My kids got a great kick out of pretending to go on a fishing trip in the great room. We gathered our imaginary bucket, fishing pole, bait, lunchbox, and went to the pond. We declared the floor transition at the foyer to be the pond entrance, and then we declared the adjacent carpet transition to be the ocean. My preschooler practiced casting alternately into the pond for trout and catfish and then into the ocean, where he reportedly caught a whale. It took some visible effort to haul that one in! My 2 year old kept running out into the water and pretending to swim. We finished our fishing excursion with an indoor picnic lunch next to the pond. Yes, we ate lunch on the floor!
We chose this study as a good time to purchase a fish tank for the boys. More on that in a future post on Everyday Science: Fish and What they Need to Live, which could also be titled How Not to Start an Aquarium. In any case, after buying a second round of fish, we were able to make a scientific drawing of the fish in the tank.
This page is from My First Science Notebook, which is intended for K-3 to teach the skills of science: Drawing, Recording, Measuring, and Observing. Even though we are pre-K, it is still an excellent opportunity to introduce these skills, sort of a science lab for preschool. I use the eBook version of My First Science Notebook, because it allows me to print the pages I need as we go.
Our fish tank drawing identifies the parts of the fish that we learned, and introduces the word “environment” to label his plants and rocks that he drew.
We discussed what crustaceans were, and got a close up look of crab legs. He was not sure at first, but then spent half an hour interacting with the claws and pretending to make the crab walk. Short of being in a place where we could catch some crabs, this is the best we can do!
(The crabs tasted good, too!)
We discussed frogs as well, and described what makes them unique. We practiced hopping around the floor and catching insects with our tongues. We read this one of Aesop’s Fables:
And we learned about the life cycle of a frog with this video from YouTube.
That image at the end was really fast, here it is again:
If you have a pond nearby, you could go locate frogs in the various parts of their life cycle. Otherwise, you can act out the different stages by pretending to be sequentially eggs, tadpoles, then turn into frogs.
In other, non-science study with Horizons, we have been practicing the beginnings of phonics, reading a clock, memorizing Scripture, learning basic addition, practicing coloring and cutting and gluing, and doing gross motor skills. All in all its been a pretty good curriculum for us. We skip some parts, and we do school only a few days a week, gearing up for year-round schooling.
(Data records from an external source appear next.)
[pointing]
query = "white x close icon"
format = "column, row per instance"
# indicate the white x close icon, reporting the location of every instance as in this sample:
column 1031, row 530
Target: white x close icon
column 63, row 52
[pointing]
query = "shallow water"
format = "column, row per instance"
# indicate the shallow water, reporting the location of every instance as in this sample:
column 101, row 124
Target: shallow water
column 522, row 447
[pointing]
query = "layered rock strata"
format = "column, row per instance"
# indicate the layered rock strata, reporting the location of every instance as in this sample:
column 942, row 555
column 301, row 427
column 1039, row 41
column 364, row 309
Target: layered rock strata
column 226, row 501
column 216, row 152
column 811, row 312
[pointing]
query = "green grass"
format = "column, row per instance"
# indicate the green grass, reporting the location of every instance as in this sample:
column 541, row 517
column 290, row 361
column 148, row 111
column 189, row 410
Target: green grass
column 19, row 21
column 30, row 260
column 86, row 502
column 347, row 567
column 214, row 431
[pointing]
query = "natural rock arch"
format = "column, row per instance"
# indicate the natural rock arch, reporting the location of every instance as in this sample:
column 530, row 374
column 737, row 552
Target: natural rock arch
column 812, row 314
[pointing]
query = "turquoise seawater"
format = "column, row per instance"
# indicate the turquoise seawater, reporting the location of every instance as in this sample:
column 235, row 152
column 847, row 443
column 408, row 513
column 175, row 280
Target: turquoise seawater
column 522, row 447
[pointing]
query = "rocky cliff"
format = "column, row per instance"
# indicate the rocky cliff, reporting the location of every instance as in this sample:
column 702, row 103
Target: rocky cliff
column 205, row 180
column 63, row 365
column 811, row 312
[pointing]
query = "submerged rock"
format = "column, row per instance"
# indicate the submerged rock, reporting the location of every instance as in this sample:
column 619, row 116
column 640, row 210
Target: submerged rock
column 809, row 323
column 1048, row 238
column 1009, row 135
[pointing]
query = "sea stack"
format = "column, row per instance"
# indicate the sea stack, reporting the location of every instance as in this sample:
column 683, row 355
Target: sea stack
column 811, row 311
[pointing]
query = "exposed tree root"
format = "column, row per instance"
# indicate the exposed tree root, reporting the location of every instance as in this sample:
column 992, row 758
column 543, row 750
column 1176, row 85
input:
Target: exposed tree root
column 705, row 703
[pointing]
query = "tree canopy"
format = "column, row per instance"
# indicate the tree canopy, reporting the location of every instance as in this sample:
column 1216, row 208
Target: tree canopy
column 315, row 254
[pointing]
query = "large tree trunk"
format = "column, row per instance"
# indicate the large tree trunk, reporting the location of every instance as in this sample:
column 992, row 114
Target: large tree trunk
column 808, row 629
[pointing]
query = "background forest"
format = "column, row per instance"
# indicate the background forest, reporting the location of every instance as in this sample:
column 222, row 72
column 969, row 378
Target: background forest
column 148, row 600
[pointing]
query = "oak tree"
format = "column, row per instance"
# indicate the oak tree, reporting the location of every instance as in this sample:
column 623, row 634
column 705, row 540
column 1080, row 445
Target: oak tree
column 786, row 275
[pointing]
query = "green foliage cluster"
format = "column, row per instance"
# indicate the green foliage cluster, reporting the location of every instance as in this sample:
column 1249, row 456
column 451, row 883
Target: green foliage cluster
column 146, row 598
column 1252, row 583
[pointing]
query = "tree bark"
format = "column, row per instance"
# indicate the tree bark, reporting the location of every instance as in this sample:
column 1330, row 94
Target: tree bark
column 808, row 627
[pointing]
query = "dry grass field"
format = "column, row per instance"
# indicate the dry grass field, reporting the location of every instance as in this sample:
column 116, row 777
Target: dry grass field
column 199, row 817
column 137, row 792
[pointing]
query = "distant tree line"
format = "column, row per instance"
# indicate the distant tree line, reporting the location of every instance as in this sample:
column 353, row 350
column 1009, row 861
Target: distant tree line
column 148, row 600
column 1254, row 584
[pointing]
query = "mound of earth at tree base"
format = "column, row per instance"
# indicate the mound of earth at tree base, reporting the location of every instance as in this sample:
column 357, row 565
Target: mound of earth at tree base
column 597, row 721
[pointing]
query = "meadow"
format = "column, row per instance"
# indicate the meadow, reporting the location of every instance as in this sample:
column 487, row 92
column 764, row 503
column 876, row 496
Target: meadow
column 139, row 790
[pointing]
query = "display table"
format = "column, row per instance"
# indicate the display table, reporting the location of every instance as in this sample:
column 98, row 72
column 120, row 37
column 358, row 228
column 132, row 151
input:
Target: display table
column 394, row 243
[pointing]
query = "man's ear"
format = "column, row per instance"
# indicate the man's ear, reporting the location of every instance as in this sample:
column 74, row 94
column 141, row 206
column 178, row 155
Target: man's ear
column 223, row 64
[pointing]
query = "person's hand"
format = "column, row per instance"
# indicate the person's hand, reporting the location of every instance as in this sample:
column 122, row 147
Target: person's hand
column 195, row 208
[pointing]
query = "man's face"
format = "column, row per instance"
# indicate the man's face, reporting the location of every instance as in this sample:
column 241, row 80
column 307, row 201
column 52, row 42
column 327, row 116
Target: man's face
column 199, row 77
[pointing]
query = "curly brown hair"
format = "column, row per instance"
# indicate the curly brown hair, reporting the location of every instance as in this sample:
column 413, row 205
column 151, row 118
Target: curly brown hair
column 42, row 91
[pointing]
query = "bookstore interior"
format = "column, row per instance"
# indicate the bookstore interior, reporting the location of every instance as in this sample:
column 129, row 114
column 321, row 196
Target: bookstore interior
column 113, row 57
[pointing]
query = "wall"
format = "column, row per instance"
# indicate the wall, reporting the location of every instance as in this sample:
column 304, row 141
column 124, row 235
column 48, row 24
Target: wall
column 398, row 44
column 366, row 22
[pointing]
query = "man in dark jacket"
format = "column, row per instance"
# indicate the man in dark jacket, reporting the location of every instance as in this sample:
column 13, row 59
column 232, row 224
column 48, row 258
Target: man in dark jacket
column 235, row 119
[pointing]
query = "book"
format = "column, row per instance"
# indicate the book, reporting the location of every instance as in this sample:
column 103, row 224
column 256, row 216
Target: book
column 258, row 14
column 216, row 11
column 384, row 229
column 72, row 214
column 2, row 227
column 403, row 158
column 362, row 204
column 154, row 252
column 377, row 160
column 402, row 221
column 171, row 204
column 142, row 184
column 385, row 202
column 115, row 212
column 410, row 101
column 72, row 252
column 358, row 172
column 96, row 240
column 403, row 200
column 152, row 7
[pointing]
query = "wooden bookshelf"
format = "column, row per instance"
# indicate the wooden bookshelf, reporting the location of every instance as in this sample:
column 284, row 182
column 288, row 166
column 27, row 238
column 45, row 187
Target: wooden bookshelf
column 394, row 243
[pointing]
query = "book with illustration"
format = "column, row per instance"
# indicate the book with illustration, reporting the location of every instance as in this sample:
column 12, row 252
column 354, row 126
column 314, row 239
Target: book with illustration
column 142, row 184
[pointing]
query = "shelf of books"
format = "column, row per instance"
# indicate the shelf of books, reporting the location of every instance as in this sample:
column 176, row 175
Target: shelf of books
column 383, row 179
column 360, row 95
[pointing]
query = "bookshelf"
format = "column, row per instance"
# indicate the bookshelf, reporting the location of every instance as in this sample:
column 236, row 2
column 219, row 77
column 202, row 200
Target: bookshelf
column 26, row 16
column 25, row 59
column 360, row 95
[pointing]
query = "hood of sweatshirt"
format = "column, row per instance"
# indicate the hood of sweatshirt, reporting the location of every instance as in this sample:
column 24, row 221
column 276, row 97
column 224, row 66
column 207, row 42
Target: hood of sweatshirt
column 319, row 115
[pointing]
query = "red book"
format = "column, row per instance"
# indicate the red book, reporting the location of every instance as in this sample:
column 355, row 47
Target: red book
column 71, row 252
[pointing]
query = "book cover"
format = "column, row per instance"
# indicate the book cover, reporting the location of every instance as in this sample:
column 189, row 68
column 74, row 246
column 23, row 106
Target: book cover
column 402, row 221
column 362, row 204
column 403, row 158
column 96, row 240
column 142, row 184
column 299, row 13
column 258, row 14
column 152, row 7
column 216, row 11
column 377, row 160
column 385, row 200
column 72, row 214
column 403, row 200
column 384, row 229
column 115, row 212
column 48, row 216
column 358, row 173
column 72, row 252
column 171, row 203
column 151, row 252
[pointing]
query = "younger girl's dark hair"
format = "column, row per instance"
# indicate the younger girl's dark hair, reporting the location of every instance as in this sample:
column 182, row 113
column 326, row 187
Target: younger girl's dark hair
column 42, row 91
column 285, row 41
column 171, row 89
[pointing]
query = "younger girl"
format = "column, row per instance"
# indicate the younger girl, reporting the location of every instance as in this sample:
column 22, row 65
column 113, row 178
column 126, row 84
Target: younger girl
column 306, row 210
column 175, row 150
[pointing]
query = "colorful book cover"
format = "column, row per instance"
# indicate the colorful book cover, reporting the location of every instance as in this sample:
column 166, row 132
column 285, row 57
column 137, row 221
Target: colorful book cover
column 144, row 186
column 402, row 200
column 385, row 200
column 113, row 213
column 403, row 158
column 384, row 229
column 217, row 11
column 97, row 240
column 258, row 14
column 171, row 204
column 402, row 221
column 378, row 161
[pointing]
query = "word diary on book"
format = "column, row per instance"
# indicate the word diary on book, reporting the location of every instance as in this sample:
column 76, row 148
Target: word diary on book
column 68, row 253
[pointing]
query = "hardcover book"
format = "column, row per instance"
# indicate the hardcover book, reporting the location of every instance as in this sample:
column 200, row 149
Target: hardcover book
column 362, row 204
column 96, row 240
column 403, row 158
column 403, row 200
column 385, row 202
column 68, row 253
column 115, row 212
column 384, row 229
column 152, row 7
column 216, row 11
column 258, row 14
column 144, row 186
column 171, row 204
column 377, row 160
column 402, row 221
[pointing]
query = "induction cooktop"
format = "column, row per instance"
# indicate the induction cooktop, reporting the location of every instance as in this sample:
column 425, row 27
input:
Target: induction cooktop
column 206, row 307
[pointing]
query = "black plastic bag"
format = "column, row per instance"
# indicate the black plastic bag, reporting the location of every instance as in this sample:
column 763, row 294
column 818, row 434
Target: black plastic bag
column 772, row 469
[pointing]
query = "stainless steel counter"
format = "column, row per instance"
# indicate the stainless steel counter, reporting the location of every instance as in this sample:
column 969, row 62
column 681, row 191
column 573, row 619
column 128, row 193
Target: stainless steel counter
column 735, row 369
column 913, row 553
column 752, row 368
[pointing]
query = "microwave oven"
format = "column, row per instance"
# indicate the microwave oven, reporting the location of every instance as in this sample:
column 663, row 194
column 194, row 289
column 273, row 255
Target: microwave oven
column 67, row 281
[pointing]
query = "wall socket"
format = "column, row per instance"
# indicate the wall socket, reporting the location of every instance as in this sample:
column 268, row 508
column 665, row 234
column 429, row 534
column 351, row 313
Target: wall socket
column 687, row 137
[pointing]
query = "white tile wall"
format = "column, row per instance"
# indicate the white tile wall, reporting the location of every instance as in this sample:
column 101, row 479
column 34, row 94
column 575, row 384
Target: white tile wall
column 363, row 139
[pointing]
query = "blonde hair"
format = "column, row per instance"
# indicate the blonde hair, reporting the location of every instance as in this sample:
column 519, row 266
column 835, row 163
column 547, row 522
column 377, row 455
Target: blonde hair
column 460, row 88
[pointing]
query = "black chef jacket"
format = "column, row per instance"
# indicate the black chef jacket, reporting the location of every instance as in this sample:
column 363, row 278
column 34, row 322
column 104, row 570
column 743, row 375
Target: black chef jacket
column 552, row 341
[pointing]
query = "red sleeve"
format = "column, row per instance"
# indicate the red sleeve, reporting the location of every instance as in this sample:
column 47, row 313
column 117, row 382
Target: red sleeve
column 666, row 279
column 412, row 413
I feel like year-round schooling will offer flexibility for us, so we can take days off mid-week when we need to head to the mountains and get some hiking in, or when we’re busy with swim lessons, summer projects, etc. Do you have thoughts on that? I’m curious to hear reasons for schooling year round. I already know my little preschooler does better when he is required to sit down and “do school” on a regular basis, so I know we’d be backtracking if we took a summer completely off.